Por supuesto que volveremos a fallar, incluso puede que volvamos a caer en errores pasados, pero eso forma parte de la vida, sin errores no hay enseñanzas y sin caídas no aprenderíamos jamás a levantarnos, puesto que los caminos de rectos sin baches no son más que esas vidas monótonas que no conducen a nada.

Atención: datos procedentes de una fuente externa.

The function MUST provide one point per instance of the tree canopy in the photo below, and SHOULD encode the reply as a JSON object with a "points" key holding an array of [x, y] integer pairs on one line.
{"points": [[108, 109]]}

Ayer recomendé una película para comenzar el año a una amiga y recuerdo de esa película una buena frase, que habla sobre las derrotas y sus enseñanzas, me centro en las derrotas o caídas porque aunque hay quien no quiere oír hablar de ellas, repito forman parte también de nuestros caminos. Esa frase dice: "Un hombre debería aceptar sus derrotas con la misma elegancia que celebra sus victorias. Un día te darás cuenta que un hombre no aprende nada de sus victorias, en cambio el arte de perder puede repercutir en una gran sabiduría, cuyo articulo menor sería que se disfruta mucho más ganando. Es inevitable perder de vez en cuando el truco consiste en no convertirlo en un habito".

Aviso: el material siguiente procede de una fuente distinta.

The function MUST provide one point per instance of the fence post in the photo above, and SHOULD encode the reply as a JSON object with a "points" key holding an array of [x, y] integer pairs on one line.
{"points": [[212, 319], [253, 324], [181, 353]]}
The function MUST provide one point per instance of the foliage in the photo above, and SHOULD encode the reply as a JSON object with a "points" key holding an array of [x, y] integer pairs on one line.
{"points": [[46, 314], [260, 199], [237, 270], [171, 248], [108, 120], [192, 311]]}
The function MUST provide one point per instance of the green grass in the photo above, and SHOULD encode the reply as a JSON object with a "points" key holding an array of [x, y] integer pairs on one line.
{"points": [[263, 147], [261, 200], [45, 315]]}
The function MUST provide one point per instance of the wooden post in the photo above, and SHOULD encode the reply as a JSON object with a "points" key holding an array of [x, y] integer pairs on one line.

Así que me pregunto ¿es necesario que llegue un año nuevo para darnos cuenta de lo que queremos cambiar? o mejor ¿de lo que podemos cambiar con nuestra actitud aun a pesar de caídas y derrotas?, lleva rondándome estas preguntas todo el día, entre otras cosas y he de reconocerlo porque soy el primero que quiero cambiar cosas que no solo me afectan a mi, si no también a quienes me rodean, y eso exige esfuerzo y mucho sacrificio de cambio. Hoy pensando sobre eso, sobre todo aquello que uno se propone llegué también a la conclusión que mi cabeza no para de preguntarse muchas veces porque actuamos de la manera que lo hacemos sabiendo que nos perjudica, en mi caso soy muy cabezota, soy alguien que no se deja ayudar por más que estoy acostumbrado a hacer eso con los demás, y eso me ha traído últimamente demasiado quebraderos de cabeza. Ven yo también me he propuesto cambiar eso, porque la fecha así invita, ahora desde el que lo ha pensado todo el día ¿porqué he esperado al comienzo de año para empezar a cambiarlo?, sencillamente creo que porque esos comienzos de año son como una nueva oportunidad que interiormente nos damos a nosotros mismos.

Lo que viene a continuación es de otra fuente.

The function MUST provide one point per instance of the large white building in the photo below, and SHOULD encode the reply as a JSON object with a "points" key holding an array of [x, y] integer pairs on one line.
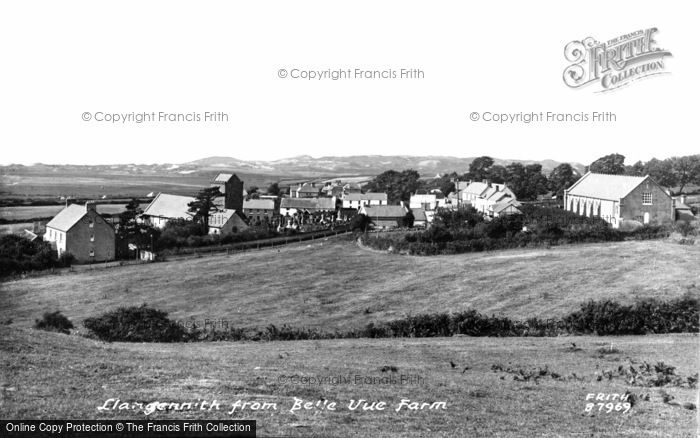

Ahora queda cumplir con ellos, no decaer, porque volveremos a fallar, si no en eso que queremos cambiar si en otras cosas y se volverán nuevos retos para nosotros, pero esos, de esos hablaremos el próximo uno de enero
PD: me gustaría hacer realidad esos cambios, entre otras cosas como dije porque sería la forma o manera más adecuada incluso de ayudar a quienes tengo cerca.
"Vivir... Esa será mi mejor aventura..." (Peter Pan)
"Lo imposible está ahí para que tú lo hagas posible".